Il decreto interministeriale Mimit-Mef sull’iperammortamento 2026 chiarisce i punti rimasti irrisolti nella legge di Bilancio. In attesa della pubblicazione in Gazzetta Ufficiale, il provvedimento fornisce indicazioni vincolanti sul momento di effettuazione degli investimenti, sulla nuova disciplina per i software europei e sui criteri tecnici per l’autoconsumo energetico da FER. Una normativa che impone alle imprese un approccio tempestivo e strategico per non perdere accesso all’agevolazione.
Quando si considera effettuato l’investimento: il ruolo della consegna
Il decreto stabilisce che gli investimenti sono agevolabili se effettuati tra il 1° gennaio 2026 e il 30 settembre 2028. Il riferimento normativo è l’art. 109 del TUIR, che individua il momento dell’effettuazione nella consegna o spedizione del bene, non nella data d’ordine.
Conseguenze operative:
- un ordine effettuato nel 2025 ma con consegna nel 2026 rientra nell’iperammortamento;
- un ordine entro settembre 2028 con consegna successiva è escluso, salvo acconto almeno pari al 20% (prenotazione).
Beni immateriali: criteri stringenti per software made in UE
Per i beni immateriali inclusi nell’allegato V, il decreto introduce una disciplina inedita per determinare l’origine europea, superando i criteri doganali. Il produttore o licenziante deve rilasciare una dichiarazione che attesti:
- la sede di sviluppo sostanziale (ideazione architettura, codifica, testing, debugging);
- la quota minima del 50% del valore dello sviluppo attribuibile a soggetti operanti stabilmente in UE/SEE;
- le componenti open source utilizzate, che restano neutrali nella determinazione dell’origine.
Questioni ancora aperte:
- criteri per valutare il valore delle attività di sviluppo (ore/uomo, costo del personale);
- trattamento del SaaS fruito da remoto senza consegna del bene;
- inclusione del fine tuning su modelli AI pre-addestrati extra-UE come sviluppo sostanziale.
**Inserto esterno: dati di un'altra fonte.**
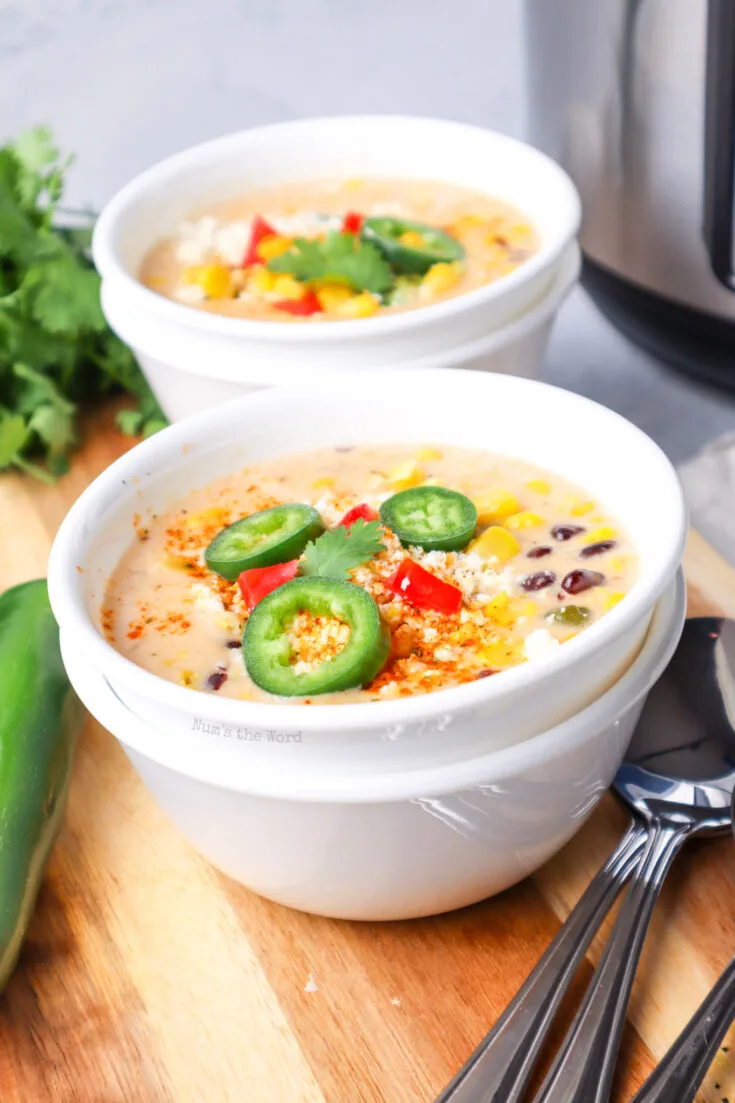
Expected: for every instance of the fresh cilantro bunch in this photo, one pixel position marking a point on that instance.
(336, 553)
(55, 346)
(339, 258)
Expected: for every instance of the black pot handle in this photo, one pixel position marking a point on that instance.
(720, 141)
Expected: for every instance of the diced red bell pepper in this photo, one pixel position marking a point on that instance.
(352, 223)
(309, 304)
(261, 229)
(258, 581)
(358, 512)
(424, 589)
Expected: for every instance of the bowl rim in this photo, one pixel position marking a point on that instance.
(152, 454)
(110, 267)
(414, 783)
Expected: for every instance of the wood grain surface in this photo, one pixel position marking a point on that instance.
(149, 977)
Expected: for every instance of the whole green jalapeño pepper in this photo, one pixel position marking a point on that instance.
(40, 717)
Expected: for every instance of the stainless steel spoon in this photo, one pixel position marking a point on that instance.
(684, 738)
(679, 1075)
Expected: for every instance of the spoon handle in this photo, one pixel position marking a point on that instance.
(499, 1069)
(683, 1069)
(584, 1066)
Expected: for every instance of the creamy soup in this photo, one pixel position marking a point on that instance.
(377, 573)
(339, 249)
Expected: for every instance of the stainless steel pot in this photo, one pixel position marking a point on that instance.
(636, 98)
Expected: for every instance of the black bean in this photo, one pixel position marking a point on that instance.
(566, 532)
(593, 549)
(539, 581)
(576, 581)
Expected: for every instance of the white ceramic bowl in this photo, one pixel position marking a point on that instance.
(261, 352)
(396, 845)
(621, 469)
(515, 349)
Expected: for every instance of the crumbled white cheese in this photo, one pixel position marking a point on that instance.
(389, 691)
(326, 506)
(540, 642)
(304, 224)
(190, 293)
(230, 241)
(195, 239)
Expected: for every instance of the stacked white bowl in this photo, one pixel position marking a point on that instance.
(194, 359)
(398, 807)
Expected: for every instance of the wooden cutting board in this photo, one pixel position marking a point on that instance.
(149, 977)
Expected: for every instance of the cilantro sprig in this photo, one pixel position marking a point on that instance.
(336, 553)
(55, 346)
(339, 258)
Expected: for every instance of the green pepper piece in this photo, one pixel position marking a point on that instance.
(40, 717)
(263, 539)
(430, 517)
(267, 651)
(568, 616)
(438, 247)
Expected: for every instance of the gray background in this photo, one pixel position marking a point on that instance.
(127, 82)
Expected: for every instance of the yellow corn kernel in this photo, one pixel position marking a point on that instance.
(523, 520)
(496, 505)
(413, 239)
(428, 453)
(262, 280)
(497, 544)
(405, 475)
(604, 533)
(577, 506)
(358, 306)
(214, 280)
(274, 246)
(441, 277)
(213, 515)
(500, 653)
(332, 296)
(286, 287)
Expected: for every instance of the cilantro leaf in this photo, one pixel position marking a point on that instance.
(12, 437)
(340, 258)
(55, 347)
(336, 553)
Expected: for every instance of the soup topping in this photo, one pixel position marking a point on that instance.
(358, 256)
(366, 588)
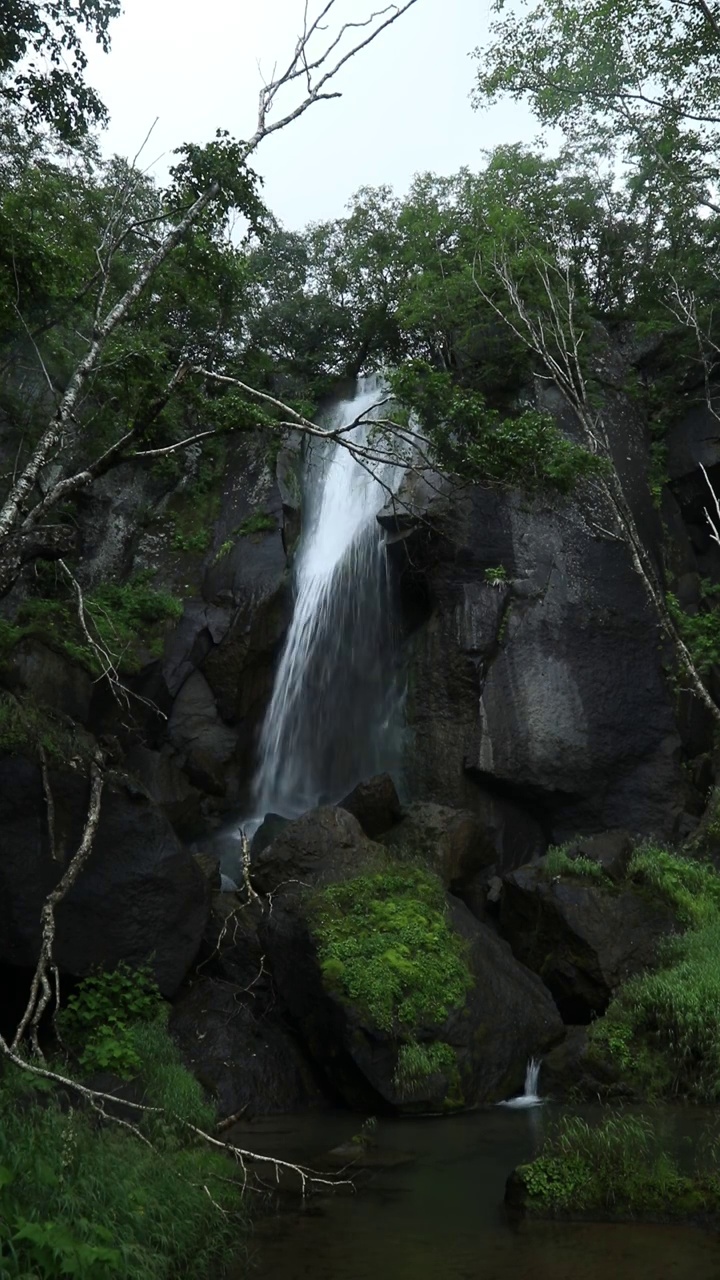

Investimenti in FER: limite del 105% sul fabbisogno
Il decreto specifica che gli impianti a fonti rinnovabili devono essere dimensionati in base al fabbisogno energetico medio dell’anno precedente. Il limite massimo ammesso è pari al 105% del fabbisogno, per evitare sovracapacità e impianti eccedenti l’autoconsumo.
Tempistiche e scadenze procedurali
L’accesso all’iperammortamento avviene tramite piattaforma GSE in tre fasi:
- Comunicazione preventiva
- Conferma entro 60 giorni dalla ricevuta positiva, con attestazione del versamento acconto ≥ 20%
- Comunicazione di completamento, con perizie tecniche e documentazione, da trasmettere entro il 15 novembre 2028
Nel caso di più beni, la data di completamento coincide con l’effettuazione dell’ultimo investimento.
Esempi concreti
Caso 1 – Macchinario ordinato nel 2025 Un’impresa metalmeccanica ordina nel novembre 2025 un tornio CNC, consegnato il 10 febbraio 2026. L’investimento rientra nell’iperammortamento 2026, a prescindere dalla data d’ordine.
Caso 2 – Software europeo con moduli open source Una software house installa un gestionale in cloud sviluppato al 60% in Italia, integrando moduli Apache. La dichiarazione del produttore consente la fruizione dell’agevolazione, grazie alla neutralità delle componenti open source.
Caso 3 – Impianto fotovoltaico sovradimensionato Un’impresa agricola installa un impianto FER da 200 MWh/anno, mentre il fabbisogno energetico del 2025 era di 180 MWh. Superando il 105%, l’impianto eccede i limiti e non risulta ammissibile.
L’iperammortamento 2026 impone una pianificazione tecnica e documentale rigorosa. Ritardi procedurali, errori formali o interpretazioni scorrette possono comportare l’esclusione dal beneficio o la sua revoca. Agire con metodo e consulenza specializzata è oggi imprescindibile.